Still, the matter of taking a couple of baby steps toward “Mission Impossible: 2,” which would happen as this 24-2 thrashing became a reality, with the knowledge the next few strides would come next week in a familiar old January haunt.

But it all had to start somewhere, and from the moment Eli found safety, away from the prying fingertips of the Falcons’ pass rush, the more the Giants found safety in the welcoming arms of momentum. It happens that way for teams on a roll. One play becomes five. One win becomes three.

“We are playing at a very high level right now,” coach Tom Coughlin said. “If we continue to play like this we are going to continue to be heard from in this tournament.”

If you don’t think the Packers remember how they were the Giants’ warm-up act four years ago on their way to shuttering the Patriots’ undefeated aspirations, consider this Tweet from Green Bay receiver Greg Jennings, typed out within minutes of the final gun at MetLife:

“The team that kept us from our potential Super Bowl in 08 is back on OUR turf now. Trust me, we haven’t forgotten.”

We trust him. We know they haven’t. If you were at Lambeau Field that frozen Sunday evening in 2008, you remember the sound of 70,000 silenced voice boxes and the look of 70,000 heartbroken Cheeseheads. It was Brett Favre’s final game as a Packer, his final act a game-altering overtime interception plucked out of the frosty night by Corey Webster.

Different quarterback for the Packers now, with the presumptive MVP, Aaron Rodgers, lying in wait for the Giants. Different Giants team making that trip, too, this one led by its own confident quarterback and by a defense that just a few weeks ago was being lit up in all sectors like a tiki torch and now is as stingy as your father with your allowance.

The Giants are 8 1/2-point underdogs, and that sounds about right.

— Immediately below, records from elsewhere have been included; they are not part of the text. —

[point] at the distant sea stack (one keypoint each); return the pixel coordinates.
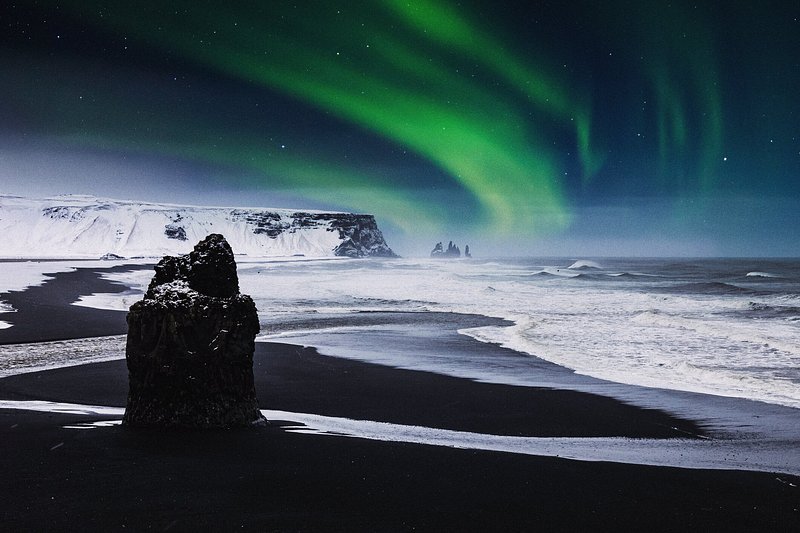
(190, 345)
(452, 251)
(89, 227)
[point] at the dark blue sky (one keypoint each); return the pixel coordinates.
(657, 128)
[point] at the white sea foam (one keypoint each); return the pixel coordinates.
(636, 330)
(740, 454)
(761, 275)
(36, 356)
(585, 263)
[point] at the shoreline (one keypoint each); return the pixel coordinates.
(105, 477)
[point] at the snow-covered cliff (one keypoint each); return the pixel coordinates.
(86, 226)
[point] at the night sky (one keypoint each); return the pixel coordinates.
(547, 128)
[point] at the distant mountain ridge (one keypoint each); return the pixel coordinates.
(91, 227)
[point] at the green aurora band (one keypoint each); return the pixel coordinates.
(426, 76)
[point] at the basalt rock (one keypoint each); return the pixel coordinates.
(452, 251)
(190, 345)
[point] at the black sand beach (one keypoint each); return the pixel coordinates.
(270, 479)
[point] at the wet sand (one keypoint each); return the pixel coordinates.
(271, 479)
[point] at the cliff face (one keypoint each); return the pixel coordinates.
(82, 226)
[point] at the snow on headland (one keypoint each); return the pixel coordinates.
(76, 226)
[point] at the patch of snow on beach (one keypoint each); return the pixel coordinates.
(36, 356)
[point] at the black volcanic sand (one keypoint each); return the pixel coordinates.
(44, 313)
(269, 479)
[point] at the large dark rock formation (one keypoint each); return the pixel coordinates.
(190, 344)
(452, 251)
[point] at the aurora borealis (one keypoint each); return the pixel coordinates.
(578, 127)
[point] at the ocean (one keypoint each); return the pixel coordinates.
(728, 327)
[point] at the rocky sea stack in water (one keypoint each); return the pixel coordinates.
(190, 344)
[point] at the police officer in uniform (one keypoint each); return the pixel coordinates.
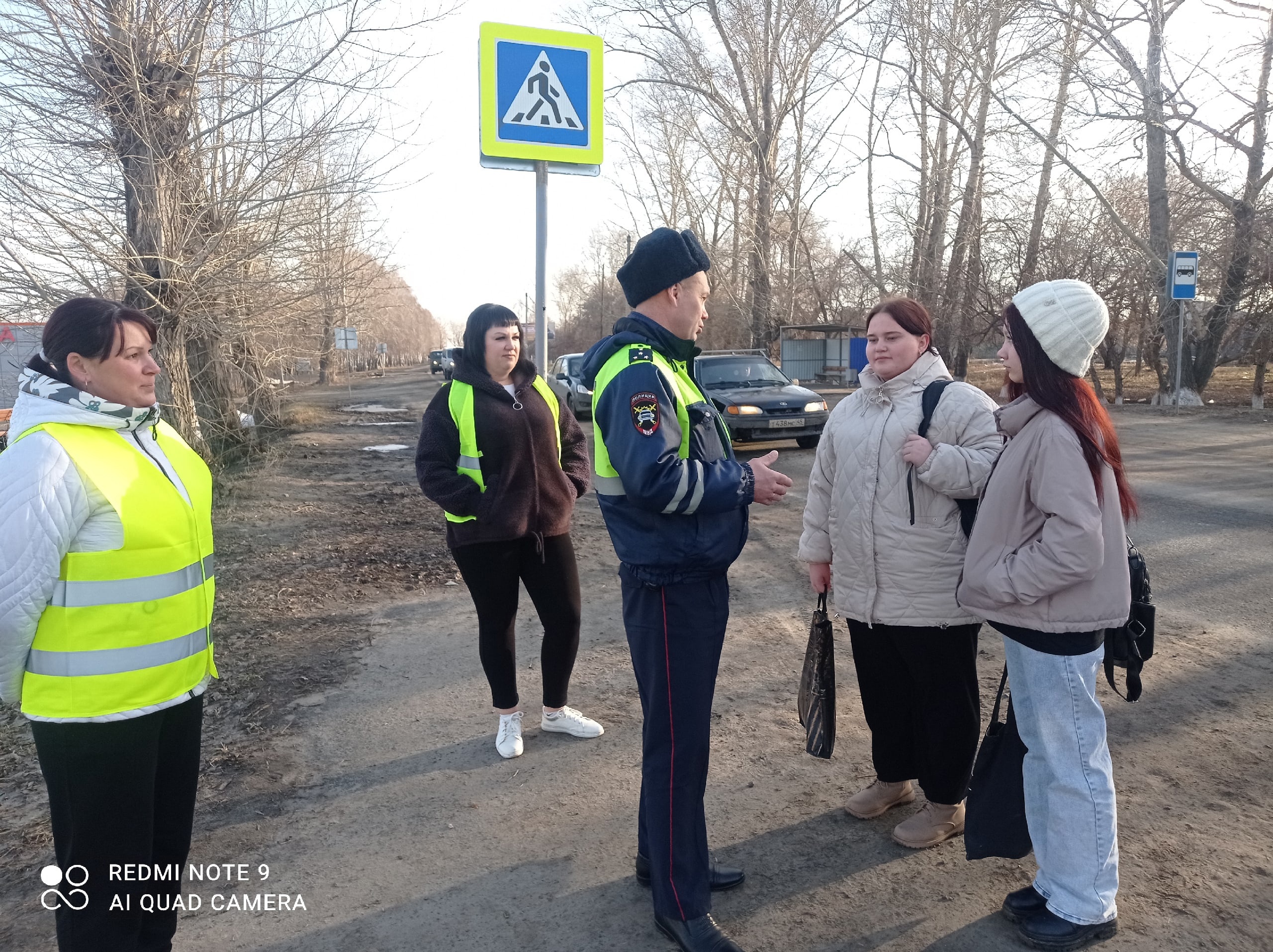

But if ever a team had a puncher’s chance at blasting the NFC side of the bracket to bits, it has to be a team that has now won three games in a row and has looked increasingly strong doing it, a team that has now stolen the swagger of the Jets, Cowboys and Falcons in consecutive weeks and made it its own, a team that takes advantage of small plays every week and uses them to swallow games whole.

You know who was like that last year? The Packers. You know what the Packers did this time last year? They went on the road and they handed the NFC’s top seed its lunch, in its own backyard, and they never looked back.

“All we worry about,” said Nicks, six catches and two touchdowns and 115 receiving yards to his name on this day, “is what’s in front of us.”

In front of them now: Green Bay, an impossible mission, an improbable quest. And a history that screams nothing is ever quite as impossible or improbable as it seems.